I changed the original pipeline so i could use images as input. The pipeline i’m currently using is:

gst_bin_add_many(GST_BIN(pipeline),
                   streammux, source, jpegparser, decoder, pgie,
                   nvvidconv, nvosd, sink, NULL);

but this pipeline is generating another error:

Error details: gstnvinfer.cpp(1975): gst_nvinfer_output_loop (): /GstPipeline:deepstream-tensorrt-openpose-pipeline/GstNvInfer:primary-nvinference-engine:
streaming stopped, reason not-negotiated (-4)

Also when i checked if the detection worked, the values inside the debugger were showing that it wasn’t the case.
I used the same image as an input for the sample deepstream-image-decode-test and it had no issues.
Could anyone please help me figure out what i’m doing wrong?

I managed to figure out what was causing the streaming error, it was a libEGL problem which was solved by updating the driver, but the problem remains as the model fails to give any relevant output, this time no errors are shown in the console.
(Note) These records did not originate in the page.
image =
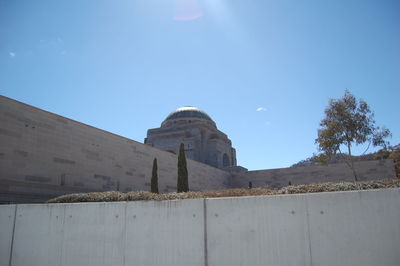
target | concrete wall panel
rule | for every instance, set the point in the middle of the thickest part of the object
(355, 228)
(165, 233)
(7, 216)
(94, 234)
(38, 235)
(258, 231)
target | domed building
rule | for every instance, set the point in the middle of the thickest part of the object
(195, 128)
How do you know that it is the model who fails?

I changed the input to be the live feed from a usb camera and when it renders the circles it’s just a mess, multiple circles are rendered in the same place, but never on the actual person. This is the most accurate detection i got from this app

Is it correct with the original deepstream_pose_estimation on your platform?

I followed the instructions for dGPU platform, i changed the .so files with the ones from the repository, i downloaded the models and converted them using the utility tool from trt_pose repository, and i changed the source to be the camera feed rather than a h264 video. Also the h264 parser always had an error no matter what video i tried to use, even videos from other samples.
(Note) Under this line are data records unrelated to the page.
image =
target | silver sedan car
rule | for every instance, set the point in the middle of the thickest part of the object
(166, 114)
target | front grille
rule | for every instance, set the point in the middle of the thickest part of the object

I need to confirm whether the original deepstream_pose_estimation can work on your platform.

So there is a possibility that the app can’t work on my system?
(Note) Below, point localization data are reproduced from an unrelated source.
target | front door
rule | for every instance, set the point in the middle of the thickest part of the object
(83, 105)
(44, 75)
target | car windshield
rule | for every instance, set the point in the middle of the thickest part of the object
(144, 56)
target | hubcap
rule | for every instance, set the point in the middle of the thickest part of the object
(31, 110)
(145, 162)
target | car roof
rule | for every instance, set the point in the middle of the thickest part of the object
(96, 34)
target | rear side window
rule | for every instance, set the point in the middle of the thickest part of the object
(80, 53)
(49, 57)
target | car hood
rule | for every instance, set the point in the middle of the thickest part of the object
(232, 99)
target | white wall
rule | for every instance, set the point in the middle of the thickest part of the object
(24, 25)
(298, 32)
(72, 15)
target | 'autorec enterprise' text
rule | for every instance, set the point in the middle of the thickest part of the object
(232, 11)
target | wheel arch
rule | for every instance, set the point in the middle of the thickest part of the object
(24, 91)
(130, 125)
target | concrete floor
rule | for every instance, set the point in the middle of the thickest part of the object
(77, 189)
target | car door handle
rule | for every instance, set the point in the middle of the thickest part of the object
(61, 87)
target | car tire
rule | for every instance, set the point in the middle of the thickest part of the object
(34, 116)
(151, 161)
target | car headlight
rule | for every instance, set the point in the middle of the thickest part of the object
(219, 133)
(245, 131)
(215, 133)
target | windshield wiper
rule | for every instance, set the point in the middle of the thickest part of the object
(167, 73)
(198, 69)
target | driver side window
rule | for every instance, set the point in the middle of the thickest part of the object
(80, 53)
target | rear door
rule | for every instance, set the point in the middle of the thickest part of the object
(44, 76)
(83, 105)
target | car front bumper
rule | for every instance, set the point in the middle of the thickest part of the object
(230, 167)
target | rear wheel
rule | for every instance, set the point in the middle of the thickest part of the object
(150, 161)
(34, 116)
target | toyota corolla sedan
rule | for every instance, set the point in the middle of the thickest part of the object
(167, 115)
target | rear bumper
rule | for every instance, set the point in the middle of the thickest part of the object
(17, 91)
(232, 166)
The original deepstream_pose_estimation has been tested and then released, it should work. If it can not work, there may be configuration or other problem with your platform, we need to fix such problem first.

I used the default config.txt file, i only changed the onnx model, the current config looks like this:

[property]
gpu-id=0
net-scale-factor=0.0174292
offsets=123.675;116.28;103.53
onnx-file=densenet121_baseline_att_256x256_B_epoch_160.onnx
labelfile-path=labels.txt
batch-size=1
process-mode=1
model-color-format=0
network-mode=2
num-detected-classes=4
interval=0
gie-unique-id=1
model-engine-file=densenet121_baseline_att_256x256_B_epoch_160.onnx_b1_gpu0_fp16.engine
network-type=100
workspace-size=3000
output-tensor-meta=true

Seems the postprocessing output wrong coordinates. You need to check your model, if it is not the same to the sample model in GitHub - NVIDIA-AI-IOT/deepstream_pose_estimation: This is a sample DeepStream application to demonstrate a human pose estimation pipeline., you can not use the postprocessing in the code.

Thank you for your help. My mistake was that i used resnet/densenet models without changing anything, and i never tried using the default model. I tried it now and it works.